Jon shifts his hand to hold it properly. His thin fingers press their way into the gaps between Martin’s. “I know. I just wanted to say it.” There is no capital  _ K  _ in that sentence. This is something Jon knows. This is something the Archivist inherits from Jon, not the other way around. 

They eat the eggs sitting next to each other instead of across from. Jon’s arm brushes against his when he gestures broadly to illustrate his dialogue, and Martin feels very real, very safe, in the way that scarcely hurts at all. 

— 

They go to town for groceries. Daisy’s not-unimpressive stockpile of canned non-perishables can probably last them a good while yet, but Martin wants to cook with fresh food again, and he thinks the normality of going shopping could only do them both good. 

Jon doesn’t protest. He pushes the cart while Martin lines the bottom of it with rice and beans and pasta, then methodically works his way up to everything else; chicken, vegetables, milk, sugar, a bag of crisps just for fun—the list he’s been keeping in his head grows exponentially every time he thinks of a new recipe, and Jon continues to indulge his ramblings epiphanies with a fond smile. 

At some point in the middle of deciding which brand of sour cream they’re going to buy, Martin notices that they’re bickering the way he’s seen married couples do at the store. It settles something heavy and warm inside him. It feels good. It feels right. He grabs two containers of the brand that Jon is animatedly advocating for, throwing both into the cart. Jon looks startled at this easy concession. Martin kisses him sweetly on the cheek, and then he looks downright stunned. It’s an endearing expression. 

“When we get home we can make pierogi to eat with this. It’s been a while since I’ve tried my hand at proper Polish food.” 
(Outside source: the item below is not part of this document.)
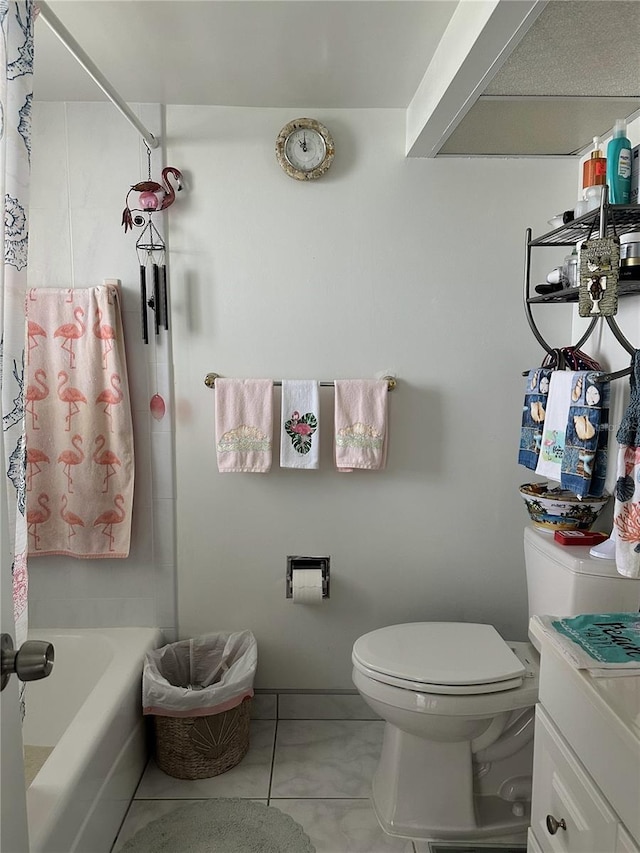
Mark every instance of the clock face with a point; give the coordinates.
(304, 149)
“I—oh. I’d like that. Very much.” 

There’s a pause as Jon scrutinizes the rest of the dairy section. “Martin,” he says with his back turned, still facing the rows of cheese and yogurt and heavy cream. “You said  _ home.  _ About the safehouse.” 

Martin takes a tentative step towards him. “Should I not have?” he asks. He can still feel leftover condensation from the sour cream tubs beading on his hands—their food, their kitchen, a home built on the act of care. 
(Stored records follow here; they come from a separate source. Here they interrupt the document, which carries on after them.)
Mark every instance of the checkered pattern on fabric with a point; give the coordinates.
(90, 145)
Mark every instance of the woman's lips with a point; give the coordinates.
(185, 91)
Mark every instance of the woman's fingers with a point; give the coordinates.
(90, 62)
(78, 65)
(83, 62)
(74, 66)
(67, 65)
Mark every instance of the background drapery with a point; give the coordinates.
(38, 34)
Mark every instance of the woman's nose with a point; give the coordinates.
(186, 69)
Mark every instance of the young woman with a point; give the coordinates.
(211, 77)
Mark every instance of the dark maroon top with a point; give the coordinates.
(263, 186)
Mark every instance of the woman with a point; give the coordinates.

Jon turns to look at him then. His face is lit up with an intensity deliberate in its fierceness. “No, keep calling it that.  _ Home.  _ It sounds right.” 

— 

Martin starts making breakfast every morning. Neither of them are fond of eating right after they wake, so it’s a light affair most days: eggs, sometimes, in varying forms, or toast with sliced fruit and jam. He learns that Jon has a sweet tooth, and a fondness for strawberry jelly, although he’ll obligingly eat anything Martin sets in front of him with an almost surprised expression every time, as if he hadn’t expected to be cared for like this. (He learns that he wants to make this—breakfast, and also caring—routine enough that Jon has no cause for surprise about it.) He learns that Jon isn’t a morning person. Most days, he’ll wake later than Martin, and only stumble out of their bedroom after the kettle is put on. 

He doesn’t mind at all. Jon had offered to help, multiple times, but Martin always ended up waving him off. He finds himself liking the motions of cooking, the physicality of slicing and holding and tasting. The way there’s an end result, as well, one that is both necessary and enjoyable, no matter its simplicity. It’s a reminder that his body can do something useful for the one he loves—no, he corrects himself. Something good. Something kind. Usefulness has nothing to do with it. 

Today, Jon presses up behind him and wraps his arms around Martin’s waist. They’re lined up chest to back with hardly any space between, Jon’s head pushing against his shoulderblades. 

“I love you, good morning,” he mumbles into Martin’s shirt. 

Martin smiles, pushing back into his warm, sleep-rumpled figure. Lips press against the nape of his neck. “Sleep well, love?” 

There’s a faint noise of assent behind him. Martin clumsily pats one of Jon’s hands in acknowledgement and starts cutting the strawberries. He’ll spread sweet ricotta cheese on the toast, then top it off with the fruit slices and a drizzle of honey. They haven’t tried this combination yet, but it sounds excellent. 

“What’re you doing?” Jon, sounding more cognizant now, hooks his bony chin over Martin’s shoulder to peer at the spread of fruit in front of him. 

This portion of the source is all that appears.